The sobering reality is that even the very best of us can be victim to the very worst, and sometimes even to the very worst in other people. How many have heard of Clunes Mathison?  He was born at Stanley, near Beechworth, in 1883. His parents, had six children, but only Clunes reached the age of 10; moreover, when he was 12 his father, too, died of illness. The close experience of sickness and suffering influenced the young Mathison and he went on to be a brilliant doctor.  When the first world war came, he served as the 5th Battalion’s Doctor on 25th April 1915 at Gallipoli.  He survived the landing, and went from there to Helles where he set up a medical post in a creek bed.  After the 5th charged towards, Krithia, Mathison returned on May 9 to the aid post he had established in a creek bed. He was getting dressed during the afternoon, when a Turkish bullet fired from far away fell to earth and struck him on the head.  He died 9 days later. He’d survived the hideous Gallipoli landing but was struck down by a freak bullet.  Not only did Australia loose a good man, but also a brilliant Doctor.  He was only 34. But I can’t help but think of his Mum.  She lost all her children, except this one;  she lost her husband and then her  only remaining child marches off to war and is killed by a stray bullet, way behind the battle front.  Life is not always fair. This story is confronting because it tears at the fabric of our belief that God will intervene, fix, heal, save.  But he didn’t save Clunes Mathison, or his mother from the crushing grief of multiple losses.  And he didn’t save John the Baptist.  That’s why it’s such a confronting story.

But, these fates aren’t what define us, for even though we suffer and are cut down, we are still God’s.  It’s why we need to keep our lives aligned with the plumb line of our walk with the risen Christ, because sometimes, that’s the only thing that makes any sense.

John’s story challenges us to live with hope in the face of disappointment and the ending of our hopes and dreams.
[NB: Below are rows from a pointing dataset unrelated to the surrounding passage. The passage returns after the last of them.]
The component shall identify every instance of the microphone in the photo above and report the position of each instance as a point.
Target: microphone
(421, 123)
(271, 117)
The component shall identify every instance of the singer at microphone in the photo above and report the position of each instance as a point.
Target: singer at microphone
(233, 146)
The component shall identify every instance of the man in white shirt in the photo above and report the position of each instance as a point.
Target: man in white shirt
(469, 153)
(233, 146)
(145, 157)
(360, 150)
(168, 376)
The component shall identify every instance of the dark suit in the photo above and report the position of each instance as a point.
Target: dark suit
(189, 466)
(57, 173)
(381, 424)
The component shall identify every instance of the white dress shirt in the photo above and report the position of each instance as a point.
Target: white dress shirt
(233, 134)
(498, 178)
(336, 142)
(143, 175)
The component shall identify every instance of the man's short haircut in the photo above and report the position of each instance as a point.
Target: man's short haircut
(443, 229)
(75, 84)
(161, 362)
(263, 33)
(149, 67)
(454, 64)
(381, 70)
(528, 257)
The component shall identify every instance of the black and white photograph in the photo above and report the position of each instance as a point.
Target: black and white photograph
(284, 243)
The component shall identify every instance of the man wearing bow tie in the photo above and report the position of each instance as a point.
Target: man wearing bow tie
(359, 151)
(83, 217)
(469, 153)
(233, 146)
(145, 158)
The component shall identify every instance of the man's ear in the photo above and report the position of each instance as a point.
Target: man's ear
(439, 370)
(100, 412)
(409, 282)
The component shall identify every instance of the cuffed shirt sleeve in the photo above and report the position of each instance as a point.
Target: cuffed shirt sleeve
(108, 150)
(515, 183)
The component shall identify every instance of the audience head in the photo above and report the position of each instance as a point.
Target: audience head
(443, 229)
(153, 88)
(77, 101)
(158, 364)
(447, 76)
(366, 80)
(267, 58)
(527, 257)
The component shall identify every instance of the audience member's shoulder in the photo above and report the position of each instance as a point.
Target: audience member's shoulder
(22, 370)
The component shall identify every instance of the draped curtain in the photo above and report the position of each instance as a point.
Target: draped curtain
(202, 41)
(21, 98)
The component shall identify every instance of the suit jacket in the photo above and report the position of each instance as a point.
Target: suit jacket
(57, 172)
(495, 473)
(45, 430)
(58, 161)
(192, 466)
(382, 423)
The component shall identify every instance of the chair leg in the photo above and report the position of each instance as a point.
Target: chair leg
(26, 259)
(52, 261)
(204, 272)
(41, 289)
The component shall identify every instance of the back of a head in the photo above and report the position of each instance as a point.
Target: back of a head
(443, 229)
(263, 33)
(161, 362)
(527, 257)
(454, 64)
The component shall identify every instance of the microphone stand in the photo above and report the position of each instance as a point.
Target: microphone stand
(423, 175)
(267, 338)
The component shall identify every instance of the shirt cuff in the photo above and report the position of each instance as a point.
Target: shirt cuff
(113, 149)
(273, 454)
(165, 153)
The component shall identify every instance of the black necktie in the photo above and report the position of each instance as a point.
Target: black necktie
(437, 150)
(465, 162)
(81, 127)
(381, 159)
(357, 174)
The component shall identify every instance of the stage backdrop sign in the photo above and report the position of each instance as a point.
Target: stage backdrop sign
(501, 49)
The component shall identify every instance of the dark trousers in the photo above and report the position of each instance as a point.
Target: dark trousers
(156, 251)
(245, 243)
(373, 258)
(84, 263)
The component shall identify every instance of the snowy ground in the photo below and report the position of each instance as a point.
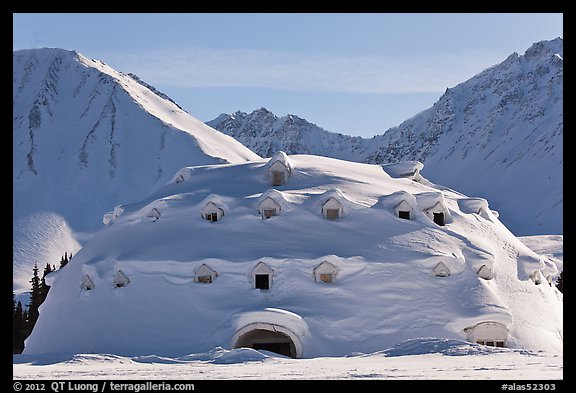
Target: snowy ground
(423, 359)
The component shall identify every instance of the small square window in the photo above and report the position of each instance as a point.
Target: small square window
(332, 214)
(326, 277)
(205, 279)
(262, 281)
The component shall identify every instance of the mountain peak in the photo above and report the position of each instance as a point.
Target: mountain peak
(99, 137)
(546, 48)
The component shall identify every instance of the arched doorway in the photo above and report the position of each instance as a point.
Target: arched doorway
(267, 340)
(268, 337)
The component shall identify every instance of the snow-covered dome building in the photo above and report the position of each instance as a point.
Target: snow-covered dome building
(353, 260)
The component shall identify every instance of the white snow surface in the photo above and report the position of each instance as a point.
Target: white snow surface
(417, 359)
(498, 135)
(385, 292)
(87, 138)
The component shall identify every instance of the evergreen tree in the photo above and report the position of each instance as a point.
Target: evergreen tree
(35, 298)
(43, 286)
(64, 260)
(18, 331)
(560, 282)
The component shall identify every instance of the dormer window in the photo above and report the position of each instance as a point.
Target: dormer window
(262, 276)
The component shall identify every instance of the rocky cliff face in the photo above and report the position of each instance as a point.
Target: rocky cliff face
(86, 138)
(498, 135)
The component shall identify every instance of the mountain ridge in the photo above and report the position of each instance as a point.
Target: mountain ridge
(87, 138)
(487, 128)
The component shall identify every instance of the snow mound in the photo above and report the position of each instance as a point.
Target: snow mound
(447, 347)
(315, 280)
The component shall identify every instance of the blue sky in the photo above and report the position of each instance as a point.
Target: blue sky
(358, 74)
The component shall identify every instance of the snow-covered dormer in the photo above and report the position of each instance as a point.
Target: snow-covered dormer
(87, 283)
(404, 169)
(121, 279)
(475, 206)
(279, 169)
(262, 276)
(205, 274)
(433, 205)
(489, 333)
(441, 270)
(212, 212)
(401, 203)
(485, 272)
(325, 272)
(269, 208)
(154, 214)
(332, 209)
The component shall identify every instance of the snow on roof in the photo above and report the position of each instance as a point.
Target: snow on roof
(277, 196)
(282, 158)
(383, 269)
(407, 169)
(341, 199)
(477, 206)
(390, 201)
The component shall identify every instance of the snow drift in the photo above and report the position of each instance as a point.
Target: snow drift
(268, 294)
(87, 138)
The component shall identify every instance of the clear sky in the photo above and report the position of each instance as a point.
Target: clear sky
(354, 73)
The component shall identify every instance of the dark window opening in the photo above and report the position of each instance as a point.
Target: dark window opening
(267, 340)
(279, 348)
(213, 217)
(439, 218)
(262, 281)
(326, 277)
(205, 279)
(277, 178)
(332, 214)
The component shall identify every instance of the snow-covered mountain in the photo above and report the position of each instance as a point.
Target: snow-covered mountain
(266, 134)
(87, 138)
(302, 255)
(498, 135)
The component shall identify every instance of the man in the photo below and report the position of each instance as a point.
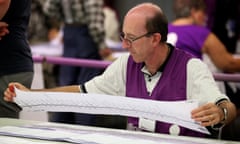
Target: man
(16, 62)
(84, 38)
(156, 70)
(4, 5)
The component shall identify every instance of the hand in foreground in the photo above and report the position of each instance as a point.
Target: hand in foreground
(9, 93)
(3, 29)
(208, 115)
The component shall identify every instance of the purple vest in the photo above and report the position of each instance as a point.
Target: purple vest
(170, 87)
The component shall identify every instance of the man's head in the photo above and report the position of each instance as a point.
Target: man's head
(145, 26)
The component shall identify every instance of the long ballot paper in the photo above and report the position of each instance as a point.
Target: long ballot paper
(176, 112)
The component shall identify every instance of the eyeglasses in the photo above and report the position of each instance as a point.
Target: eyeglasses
(129, 41)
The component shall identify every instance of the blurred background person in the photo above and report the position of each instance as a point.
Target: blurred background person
(4, 5)
(83, 37)
(16, 62)
(190, 33)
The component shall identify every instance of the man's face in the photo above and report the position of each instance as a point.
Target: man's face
(135, 37)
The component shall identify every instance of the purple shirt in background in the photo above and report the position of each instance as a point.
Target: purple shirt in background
(188, 37)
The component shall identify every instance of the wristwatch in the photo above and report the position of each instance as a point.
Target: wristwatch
(221, 124)
(225, 112)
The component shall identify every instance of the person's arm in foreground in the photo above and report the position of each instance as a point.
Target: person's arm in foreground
(4, 5)
(9, 93)
(215, 107)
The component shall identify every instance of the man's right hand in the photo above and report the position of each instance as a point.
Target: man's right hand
(9, 93)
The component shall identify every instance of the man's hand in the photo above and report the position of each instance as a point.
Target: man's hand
(3, 29)
(208, 115)
(9, 93)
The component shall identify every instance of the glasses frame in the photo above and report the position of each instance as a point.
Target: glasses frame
(129, 41)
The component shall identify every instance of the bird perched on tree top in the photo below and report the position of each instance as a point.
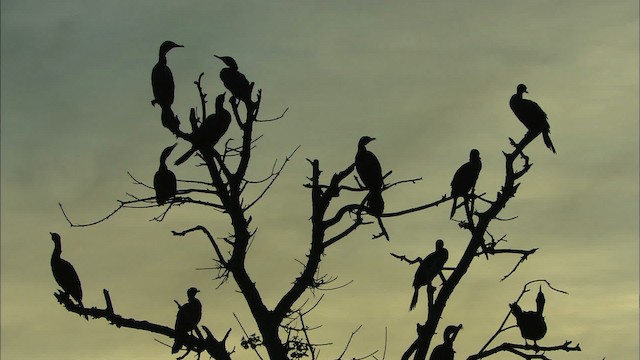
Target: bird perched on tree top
(465, 178)
(211, 130)
(234, 80)
(162, 79)
(64, 273)
(187, 319)
(368, 166)
(164, 181)
(532, 117)
(429, 268)
(445, 350)
(531, 323)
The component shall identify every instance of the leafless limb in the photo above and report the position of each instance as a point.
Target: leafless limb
(108, 313)
(213, 242)
(276, 118)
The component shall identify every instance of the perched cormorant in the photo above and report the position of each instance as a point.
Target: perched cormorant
(161, 77)
(375, 203)
(445, 350)
(169, 119)
(368, 166)
(429, 268)
(531, 116)
(164, 182)
(64, 273)
(187, 319)
(234, 80)
(464, 180)
(211, 130)
(531, 323)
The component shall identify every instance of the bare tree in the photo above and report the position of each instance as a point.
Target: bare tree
(283, 333)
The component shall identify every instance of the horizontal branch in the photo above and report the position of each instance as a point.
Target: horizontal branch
(192, 343)
(519, 349)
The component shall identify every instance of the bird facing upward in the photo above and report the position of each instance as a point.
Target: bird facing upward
(445, 350)
(211, 130)
(162, 78)
(531, 323)
(429, 268)
(64, 273)
(465, 178)
(164, 181)
(234, 80)
(187, 319)
(532, 116)
(368, 166)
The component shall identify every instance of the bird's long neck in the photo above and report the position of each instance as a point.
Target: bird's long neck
(162, 58)
(57, 251)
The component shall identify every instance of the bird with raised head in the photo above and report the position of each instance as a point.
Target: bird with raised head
(234, 80)
(532, 117)
(429, 268)
(162, 78)
(187, 319)
(445, 350)
(368, 166)
(164, 181)
(531, 323)
(64, 273)
(465, 178)
(211, 130)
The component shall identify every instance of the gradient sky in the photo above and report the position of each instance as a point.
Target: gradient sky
(429, 81)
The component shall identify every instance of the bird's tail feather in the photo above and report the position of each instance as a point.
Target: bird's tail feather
(453, 208)
(185, 156)
(177, 344)
(414, 300)
(547, 141)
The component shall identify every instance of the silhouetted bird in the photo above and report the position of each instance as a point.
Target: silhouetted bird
(161, 77)
(375, 203)
(164, 182)
(211, 130)
(429, 268)
(368, 166)
(187, 319)
(445, 350)
(465, 178)
(234, 80)
(169, 119)
(64, 273)
(531, 116)
(531, 323)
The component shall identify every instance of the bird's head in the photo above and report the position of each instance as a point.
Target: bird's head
(166, 152)
(451, 332)
(229, 61)
(474, 155)
(168, 45)
(365, 140)
(55, 237)
(191, 293)
(515, 309)
(522, 88)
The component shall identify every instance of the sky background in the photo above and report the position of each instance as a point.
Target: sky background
(429, 80)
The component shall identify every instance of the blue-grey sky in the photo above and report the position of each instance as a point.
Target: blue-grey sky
(429, 81)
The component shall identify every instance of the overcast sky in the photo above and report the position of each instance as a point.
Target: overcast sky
(428, 81)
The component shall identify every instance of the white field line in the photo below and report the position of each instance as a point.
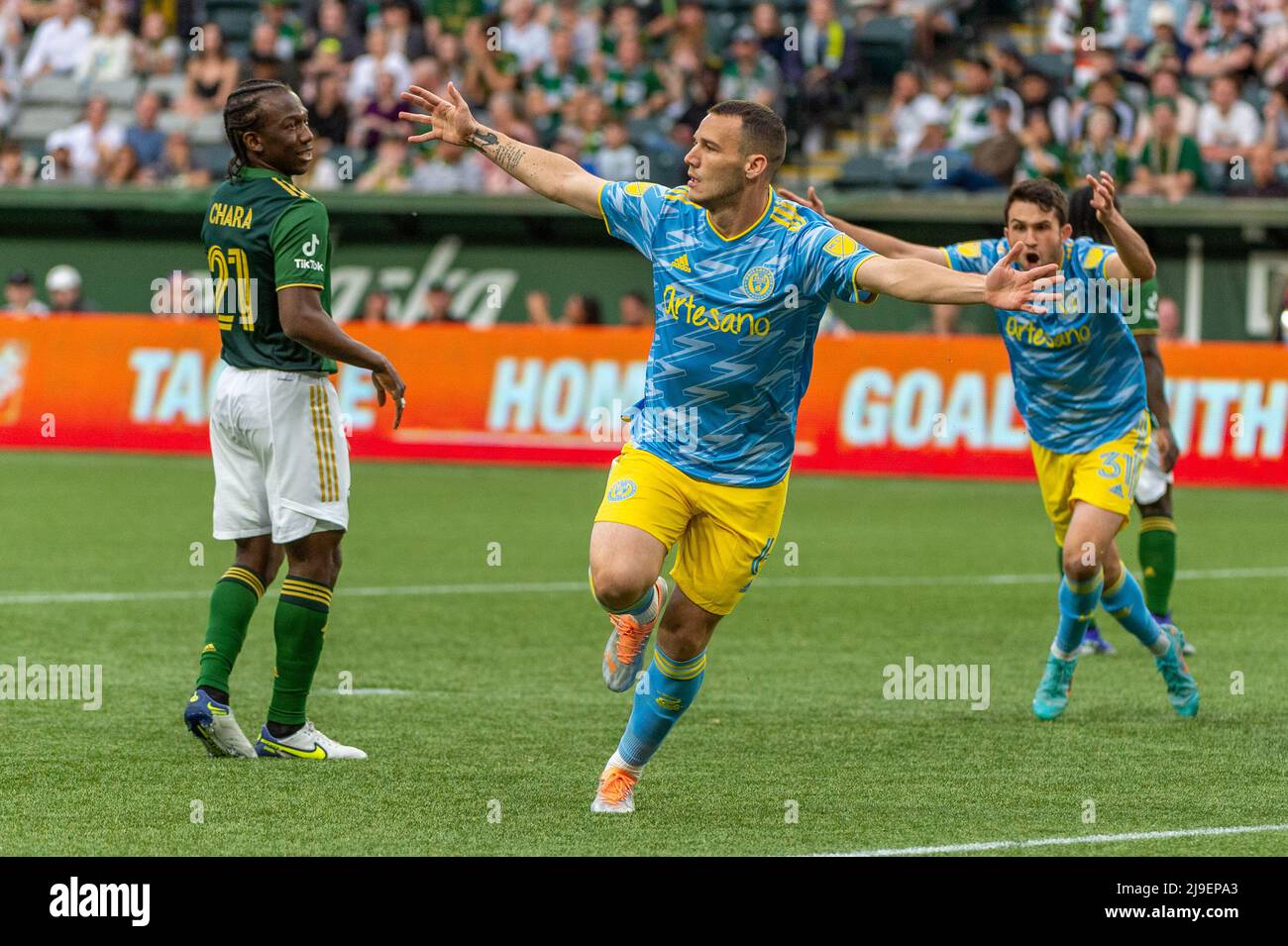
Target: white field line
(51, 597)
(1052, 842)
Is our fidelity to God only valid when everything turns out the way we want it to?  How do we understand this story in the light of all the promises God made about hope and joy and the desert blooming, and the afflicted being healed?  Can we step outside the boundaries of our own expectations and let God write his own will and expectations on our hearts?  The truths is, that God’s hope in us, actually becomes stronger, the less hopeful our circumstances are;  he himself becomes our hope, our strength;  we look beyond the things of this life, to a greater hope in the life to come.  And in doing this, we begin to live now, with hope and integrity, even when we are in our own particular prison, whatever that might be.

When the imprisoned John the Baptist queried whether Jesus was the promised Messiah or not - Jesus replied by pointing John to the transformation which was occurring in people's lives. How God's love for the world was being revealed through the way Jesus touched people's lives with healing, compassion, justice and love. So, in a way, John must have realized that his task was done.  He had foretold of such a One, and his prophesy had been fulfilled.  So take heart, because even our suffering, our acceptance of it and our trust in God through it, is how we discover that God is present in all our circumstances;  whether they be joyous ones like, say, the birth of a baby, or terrible ones, like John’s life sentence. God is the God of both situations.  The abundance of happy things, is no more a sign of God’s presence than the desolation;  the constant is God.  We tend to measure God’s presence in any situation by our sense of well-being, and fail to recognise that God is just as present with us in the dungeon, as he is on the mountain top.

Sometimes, like the story of Clunes Mathieson,  the very worst happens.  It’s then we can experience the presence of God.  And let’s remember, it’s not over until the resurrection.  The story of whatever has happened to us here, is not finished until God welcomes, recognises and renews us, on that Resurrection morning.